Energischer Widerstand

"Wir haben gemerkt, dass wir nur gemeinsam überhaupt die Chance haben, gehört zu werden", erklärt Martina Steinle vom Pirat. Mit einer großen Demonstration vom Oranienplatz zum Potsdamer Platz, an dem sich mehr als 1500 Menschen beteiligten, ist der Pirat erstmals berlinweit öffentlich in Erscheinung getreten. Doch die erste Aktion war es nicht. Schon am 24.01.2003 besetzten Aktivisten des Pirat ein seit drei Jahren leerstehendes Haus im Stadtteil Friedrichshain, das allerdings nach wenigen Stunden wieder geräumt wurde. Die unterschiedlichen Projekte wollen auch nach der Demonstration weiter zusammenarbeiten und sich gegenseitig unterstützen. "Egal ob Häuser oder Wagenburgen geräumt werden sollen oder soziale Zentren aus Geldmangel schließen müssen, wir lassen uns nicht mehr spalten", sagt eine Pirat-Sprecherin. Der Ernstfall könnte bald kommen. Das im Pirat vertretene Hausprojekt Rigaer Straße 94 ist akut räumungsbedroht (siehe MieterEcho Nr. 294). Die Zukunft wird zeigen, ob das begrüßenswerte Projekt einen dauerhaften Gegenpol gegen die herrschende Stadtpolitik setzen kann. Das wird auch davon abhängen, ob es gelingt, in das Bündnis neben den alternativen und subkulturellen Projekten auch die Mieter einzubeziehen, die in Mitte und Kreuzberg durch die Spreecity ebenfalls von Vertreibung bedroht sind. Die Entwicklung in den Stadtteilen Prenzlauer Berg und Mitte spricht dafür Bände.

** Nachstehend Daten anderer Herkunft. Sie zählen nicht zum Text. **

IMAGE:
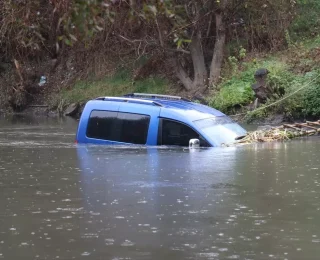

Das ein solches Bündnis möglich ist, zeigte sich Ende vergangenen Jahres in Hamburg. Die Räumung der Wagenburg Bambule im Karolinenviertel führte zu wochenlangen Demonstrationen, an denen sich neben der Polit- und Kulturszene auch viele Mieter und Gewerbetreibende beteiligten.